SEAR: Scaling Experiences in Multi-user Augmented Reality

IEEE Trans Vis Comput Graph. 2022 May;28(5):1982-1992. doi: 10.1109/TVCG.2022.3150467. Epub 2022 Apr 8.

Abstract

In this paper, we present the design, implementation, and evaluation of SEAR, a collaborative framework for Scaling Experiences in multi-user Augmented Reality (AR). Most AR systems benefit from computer vision (CV) algorithms to detect, classify, or recognize physical objects for augmentation. A widely used acceleration method for mobile AR is to offload the compute-intensive tasks (e.g., CV algorithms) to the network edge. However, we show that the end-to-end latency, an important metric of mobile AR, may dramatically increase when offloading AR tasks from a large number of concurrent users to the edge.

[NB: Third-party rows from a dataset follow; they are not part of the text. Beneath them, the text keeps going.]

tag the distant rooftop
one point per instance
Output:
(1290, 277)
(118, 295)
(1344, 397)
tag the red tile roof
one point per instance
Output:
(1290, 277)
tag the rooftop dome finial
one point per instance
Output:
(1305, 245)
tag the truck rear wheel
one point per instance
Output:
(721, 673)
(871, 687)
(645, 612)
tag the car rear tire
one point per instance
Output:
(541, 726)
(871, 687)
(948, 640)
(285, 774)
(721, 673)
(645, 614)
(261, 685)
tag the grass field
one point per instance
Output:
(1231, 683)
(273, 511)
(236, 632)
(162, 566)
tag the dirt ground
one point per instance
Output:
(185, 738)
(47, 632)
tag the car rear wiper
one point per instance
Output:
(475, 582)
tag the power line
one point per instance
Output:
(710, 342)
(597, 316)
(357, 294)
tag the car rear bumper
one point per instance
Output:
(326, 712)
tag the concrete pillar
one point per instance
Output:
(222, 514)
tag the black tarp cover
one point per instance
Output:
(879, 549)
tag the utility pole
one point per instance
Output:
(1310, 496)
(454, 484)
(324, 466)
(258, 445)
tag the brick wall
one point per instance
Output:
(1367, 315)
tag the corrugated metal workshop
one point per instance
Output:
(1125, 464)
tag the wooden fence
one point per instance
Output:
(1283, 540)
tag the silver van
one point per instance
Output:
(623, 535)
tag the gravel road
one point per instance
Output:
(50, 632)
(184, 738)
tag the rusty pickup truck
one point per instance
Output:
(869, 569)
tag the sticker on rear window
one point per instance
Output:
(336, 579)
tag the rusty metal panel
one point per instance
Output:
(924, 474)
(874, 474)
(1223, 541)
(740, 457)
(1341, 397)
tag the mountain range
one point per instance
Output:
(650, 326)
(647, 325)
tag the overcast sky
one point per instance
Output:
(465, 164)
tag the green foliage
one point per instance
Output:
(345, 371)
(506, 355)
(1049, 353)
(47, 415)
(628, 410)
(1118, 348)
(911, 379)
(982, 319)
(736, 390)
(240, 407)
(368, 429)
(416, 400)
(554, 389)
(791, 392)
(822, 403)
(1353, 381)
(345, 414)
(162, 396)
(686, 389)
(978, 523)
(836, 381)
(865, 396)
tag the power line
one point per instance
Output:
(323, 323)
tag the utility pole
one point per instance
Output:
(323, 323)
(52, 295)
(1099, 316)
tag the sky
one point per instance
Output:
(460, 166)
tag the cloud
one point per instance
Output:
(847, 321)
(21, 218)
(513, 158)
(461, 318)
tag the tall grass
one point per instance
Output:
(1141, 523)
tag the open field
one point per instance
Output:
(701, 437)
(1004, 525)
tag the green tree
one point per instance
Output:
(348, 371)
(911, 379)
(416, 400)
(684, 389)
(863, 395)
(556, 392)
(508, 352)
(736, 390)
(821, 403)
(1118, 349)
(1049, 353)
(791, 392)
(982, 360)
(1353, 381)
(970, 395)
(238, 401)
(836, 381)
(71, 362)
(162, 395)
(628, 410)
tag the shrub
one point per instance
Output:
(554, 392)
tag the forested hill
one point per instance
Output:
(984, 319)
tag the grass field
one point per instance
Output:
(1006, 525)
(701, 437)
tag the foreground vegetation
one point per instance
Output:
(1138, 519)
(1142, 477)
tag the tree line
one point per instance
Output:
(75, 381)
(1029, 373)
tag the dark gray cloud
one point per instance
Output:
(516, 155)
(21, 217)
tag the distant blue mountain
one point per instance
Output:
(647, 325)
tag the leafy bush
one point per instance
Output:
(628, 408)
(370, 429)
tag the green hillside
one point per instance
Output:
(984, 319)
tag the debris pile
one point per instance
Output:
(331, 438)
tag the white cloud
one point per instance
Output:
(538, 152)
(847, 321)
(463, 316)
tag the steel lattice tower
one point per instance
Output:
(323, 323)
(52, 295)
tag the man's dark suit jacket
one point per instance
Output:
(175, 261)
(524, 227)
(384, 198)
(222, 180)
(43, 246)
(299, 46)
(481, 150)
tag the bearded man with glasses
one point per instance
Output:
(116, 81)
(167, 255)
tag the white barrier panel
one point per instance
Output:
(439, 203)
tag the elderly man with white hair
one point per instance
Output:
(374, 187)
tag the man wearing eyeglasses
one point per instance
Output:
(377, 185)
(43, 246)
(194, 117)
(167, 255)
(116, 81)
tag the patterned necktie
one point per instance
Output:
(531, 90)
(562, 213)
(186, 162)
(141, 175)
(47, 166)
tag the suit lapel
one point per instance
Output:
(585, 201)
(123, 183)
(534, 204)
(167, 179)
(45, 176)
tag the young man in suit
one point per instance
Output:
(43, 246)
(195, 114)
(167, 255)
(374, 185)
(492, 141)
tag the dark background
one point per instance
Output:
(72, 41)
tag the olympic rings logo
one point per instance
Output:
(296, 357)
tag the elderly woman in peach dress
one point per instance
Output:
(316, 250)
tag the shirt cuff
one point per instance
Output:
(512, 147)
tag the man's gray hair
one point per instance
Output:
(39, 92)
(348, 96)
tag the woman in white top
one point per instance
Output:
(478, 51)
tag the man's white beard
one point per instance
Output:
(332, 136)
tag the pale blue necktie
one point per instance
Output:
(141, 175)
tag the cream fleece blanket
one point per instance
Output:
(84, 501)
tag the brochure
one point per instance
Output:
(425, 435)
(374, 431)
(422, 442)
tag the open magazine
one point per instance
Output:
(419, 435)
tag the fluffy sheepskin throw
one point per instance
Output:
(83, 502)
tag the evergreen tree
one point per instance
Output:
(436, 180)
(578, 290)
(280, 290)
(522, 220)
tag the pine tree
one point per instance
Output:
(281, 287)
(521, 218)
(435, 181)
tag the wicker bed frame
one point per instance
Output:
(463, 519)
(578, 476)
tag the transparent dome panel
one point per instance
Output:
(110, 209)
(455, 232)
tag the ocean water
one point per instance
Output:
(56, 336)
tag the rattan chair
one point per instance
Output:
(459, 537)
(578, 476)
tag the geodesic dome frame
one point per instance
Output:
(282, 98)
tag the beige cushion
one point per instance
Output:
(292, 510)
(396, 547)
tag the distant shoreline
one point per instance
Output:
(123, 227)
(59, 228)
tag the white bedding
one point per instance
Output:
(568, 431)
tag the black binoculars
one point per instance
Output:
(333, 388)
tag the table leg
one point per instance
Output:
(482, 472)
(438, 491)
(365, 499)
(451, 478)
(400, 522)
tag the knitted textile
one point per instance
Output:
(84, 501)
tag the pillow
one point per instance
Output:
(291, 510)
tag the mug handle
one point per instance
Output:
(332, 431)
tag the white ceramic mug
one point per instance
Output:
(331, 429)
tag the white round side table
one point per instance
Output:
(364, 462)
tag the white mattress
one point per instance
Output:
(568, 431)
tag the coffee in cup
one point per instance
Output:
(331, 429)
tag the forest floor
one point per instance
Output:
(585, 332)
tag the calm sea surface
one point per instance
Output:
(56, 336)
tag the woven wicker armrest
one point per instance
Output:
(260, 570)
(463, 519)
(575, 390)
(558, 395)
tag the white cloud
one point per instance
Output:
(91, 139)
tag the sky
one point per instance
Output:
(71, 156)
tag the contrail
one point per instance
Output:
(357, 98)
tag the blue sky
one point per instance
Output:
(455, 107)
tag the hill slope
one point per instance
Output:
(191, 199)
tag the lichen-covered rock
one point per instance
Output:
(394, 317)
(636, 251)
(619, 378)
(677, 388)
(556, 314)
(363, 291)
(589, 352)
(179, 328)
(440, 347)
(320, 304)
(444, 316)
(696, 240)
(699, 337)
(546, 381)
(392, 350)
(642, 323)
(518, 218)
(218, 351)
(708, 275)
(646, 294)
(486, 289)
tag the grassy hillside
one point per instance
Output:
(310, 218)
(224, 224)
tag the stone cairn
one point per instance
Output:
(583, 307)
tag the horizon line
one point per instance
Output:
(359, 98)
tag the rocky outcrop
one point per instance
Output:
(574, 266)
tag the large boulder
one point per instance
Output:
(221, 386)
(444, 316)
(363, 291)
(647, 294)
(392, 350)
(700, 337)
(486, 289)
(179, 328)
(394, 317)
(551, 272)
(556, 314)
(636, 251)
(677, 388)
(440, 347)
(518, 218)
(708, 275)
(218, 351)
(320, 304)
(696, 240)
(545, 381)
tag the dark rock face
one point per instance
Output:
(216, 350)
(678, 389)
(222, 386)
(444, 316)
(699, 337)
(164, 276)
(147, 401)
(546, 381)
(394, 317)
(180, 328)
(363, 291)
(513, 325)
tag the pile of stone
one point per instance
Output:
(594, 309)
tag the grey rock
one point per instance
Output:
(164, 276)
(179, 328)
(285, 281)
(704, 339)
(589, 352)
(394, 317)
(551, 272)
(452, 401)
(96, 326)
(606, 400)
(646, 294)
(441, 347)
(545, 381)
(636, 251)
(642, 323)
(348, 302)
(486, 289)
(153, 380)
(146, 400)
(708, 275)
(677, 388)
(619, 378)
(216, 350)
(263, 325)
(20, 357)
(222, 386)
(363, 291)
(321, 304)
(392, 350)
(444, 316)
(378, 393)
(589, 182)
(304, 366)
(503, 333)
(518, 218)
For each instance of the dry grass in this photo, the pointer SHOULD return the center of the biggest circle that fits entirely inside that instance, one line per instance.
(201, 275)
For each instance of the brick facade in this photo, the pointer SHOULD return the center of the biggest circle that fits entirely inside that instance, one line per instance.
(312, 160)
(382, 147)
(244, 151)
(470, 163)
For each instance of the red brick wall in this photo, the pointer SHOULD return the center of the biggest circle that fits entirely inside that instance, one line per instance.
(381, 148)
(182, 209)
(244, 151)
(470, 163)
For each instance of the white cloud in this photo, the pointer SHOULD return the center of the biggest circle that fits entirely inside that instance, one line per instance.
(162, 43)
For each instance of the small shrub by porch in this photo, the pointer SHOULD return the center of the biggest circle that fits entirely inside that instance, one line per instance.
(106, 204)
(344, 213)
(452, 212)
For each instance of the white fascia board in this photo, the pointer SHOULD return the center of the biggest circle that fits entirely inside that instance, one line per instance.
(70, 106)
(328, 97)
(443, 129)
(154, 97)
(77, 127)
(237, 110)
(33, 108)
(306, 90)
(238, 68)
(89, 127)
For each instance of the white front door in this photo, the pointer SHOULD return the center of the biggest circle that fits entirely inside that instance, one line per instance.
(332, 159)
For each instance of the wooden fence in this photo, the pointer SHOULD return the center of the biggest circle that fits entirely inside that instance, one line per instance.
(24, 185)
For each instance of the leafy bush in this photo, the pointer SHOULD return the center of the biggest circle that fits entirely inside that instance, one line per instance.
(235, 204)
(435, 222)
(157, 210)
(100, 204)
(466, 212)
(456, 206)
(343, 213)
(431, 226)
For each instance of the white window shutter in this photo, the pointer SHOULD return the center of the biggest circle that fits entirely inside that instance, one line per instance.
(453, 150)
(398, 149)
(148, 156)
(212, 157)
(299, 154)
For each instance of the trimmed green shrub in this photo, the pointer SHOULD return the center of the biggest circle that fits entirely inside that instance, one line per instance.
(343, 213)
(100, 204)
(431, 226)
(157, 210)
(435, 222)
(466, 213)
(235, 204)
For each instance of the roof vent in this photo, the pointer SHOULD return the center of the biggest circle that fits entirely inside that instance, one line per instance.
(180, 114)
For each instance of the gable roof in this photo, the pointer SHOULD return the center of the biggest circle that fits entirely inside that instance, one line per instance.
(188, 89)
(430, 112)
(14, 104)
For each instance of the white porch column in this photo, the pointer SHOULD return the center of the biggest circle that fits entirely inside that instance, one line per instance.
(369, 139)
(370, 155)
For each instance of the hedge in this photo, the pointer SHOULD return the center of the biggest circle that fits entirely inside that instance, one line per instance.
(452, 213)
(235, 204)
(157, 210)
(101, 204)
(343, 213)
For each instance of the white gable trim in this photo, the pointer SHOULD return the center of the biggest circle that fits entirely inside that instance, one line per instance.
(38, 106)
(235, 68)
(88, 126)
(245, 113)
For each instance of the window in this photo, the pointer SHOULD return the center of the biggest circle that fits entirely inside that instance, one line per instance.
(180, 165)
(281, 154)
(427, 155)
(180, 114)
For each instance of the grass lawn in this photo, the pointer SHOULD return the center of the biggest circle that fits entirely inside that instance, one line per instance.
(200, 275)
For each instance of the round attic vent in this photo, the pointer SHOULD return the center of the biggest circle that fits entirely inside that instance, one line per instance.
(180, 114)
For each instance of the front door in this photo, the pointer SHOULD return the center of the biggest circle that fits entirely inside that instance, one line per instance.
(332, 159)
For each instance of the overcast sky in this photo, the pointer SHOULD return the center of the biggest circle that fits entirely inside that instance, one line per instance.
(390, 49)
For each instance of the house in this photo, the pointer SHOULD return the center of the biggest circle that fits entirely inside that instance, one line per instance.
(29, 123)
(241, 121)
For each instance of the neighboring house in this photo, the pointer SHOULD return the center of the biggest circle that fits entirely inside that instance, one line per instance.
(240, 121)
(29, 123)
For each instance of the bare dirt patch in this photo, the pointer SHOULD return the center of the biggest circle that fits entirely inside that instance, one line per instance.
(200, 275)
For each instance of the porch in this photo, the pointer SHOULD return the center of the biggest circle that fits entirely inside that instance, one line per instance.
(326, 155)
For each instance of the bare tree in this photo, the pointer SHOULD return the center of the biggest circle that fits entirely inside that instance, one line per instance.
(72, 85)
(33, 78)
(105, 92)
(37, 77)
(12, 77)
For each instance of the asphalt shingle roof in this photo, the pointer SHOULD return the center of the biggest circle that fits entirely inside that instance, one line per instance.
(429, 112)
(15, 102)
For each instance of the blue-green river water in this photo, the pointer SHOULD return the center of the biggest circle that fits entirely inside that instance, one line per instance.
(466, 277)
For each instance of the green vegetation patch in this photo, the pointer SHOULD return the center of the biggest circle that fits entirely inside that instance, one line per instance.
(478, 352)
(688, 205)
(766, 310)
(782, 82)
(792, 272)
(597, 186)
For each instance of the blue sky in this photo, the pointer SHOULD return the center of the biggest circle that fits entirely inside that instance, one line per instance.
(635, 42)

SEAR tackles this scalability issue through the innovation of a lightweight collaborative local caching scheme. Our key observation is that nearby AR users may share some common interests, and may even have overlapped views to augment (e.g., when playing a multi-user AR game). Thus, SEAR opportunistically exchanges the results of offloaded AR tasks among users when feasible and leverages compute resources on mobile devices to relieve, if necessary, the edge workload by intelligently reusing these results. We build a prototype of SEAR to demonstrate its efficacy in scaling AR experiences. We conduct extensive evaluations through both real-world experiments and trace-driven simulations. We observe that SEAR not only reduces the end-to-end latency, by up to 130×, compared to the state-of-the-art adaptive edge offloading scheme, but also achieves high object-recognition accuracy for mobile AR.